Essential oils are popular in many households. You might enjoy relaxing with some aromatherapy or maybe you’ve taken to integrating them into your skincare or household cleaning routine. But it’s worth noting that while essential oils can have many benefits for humans, they can also be harmful to your pets, with cats in particular being especially sensitive.

While essential oils may be fine for humans, we need to consider that our pets’ sense of smell is much stronger than ours so what smells pleasant to us may be far too overpowering for them and may even cause irritation. If you want to continue using essential oils, make sure your pet has a scent-free room they can escape to if it gets too much for them. If your pet suffers from a respiratory condition like asthma then you should reconsider using essential oils at all.

You should never apply undiluted essential oils to your pet’s skin. As well as potentially causing skin irritation, your pet is then at risk of ingesting the oil when it licks its fur. If ingestion occurs then they could be at risk of seizures, liver failure and even death. Although many pet care products contain essential oils, these will have been diluted to a safe level and should be used as per the instructions.

tabby cat lying on laminate

While all essential oils pose some level of risk, the most toxic oils for pets include tea tree, wintergreen, pine, cinnamon, eucalyptus and citrus oils. Look out for signs of lethargy, difficulty breathing, shaking, vomiting and excessive dribbling as these are all possible symptoms of essential oil poisoning.

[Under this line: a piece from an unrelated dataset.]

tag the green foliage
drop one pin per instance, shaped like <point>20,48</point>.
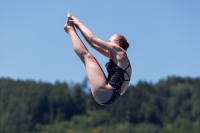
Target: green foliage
<point>169,106</point>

If you wish to keep using essential oils for yourself but want your pet to stay safe, make sure your essential oils are stored securely away when you’re not using them. Think about where you are placing things like reed diffusers or plugins and make sure they are away from your pet and the room is well ventilated. If you use essential oils for cleaning, make sure they are properly diluted, as pets will rub up against furniture and other household items and essential oils may be transferred over to them. Lastly, make sure you clean your hands thoroughly after using essential oils so that you don’t transfer any to them when stroking or playing with them.

If you suspect your pet has come into contact with essential oils and shows any of the symptoms of poisoning, you should contact your vet immediately.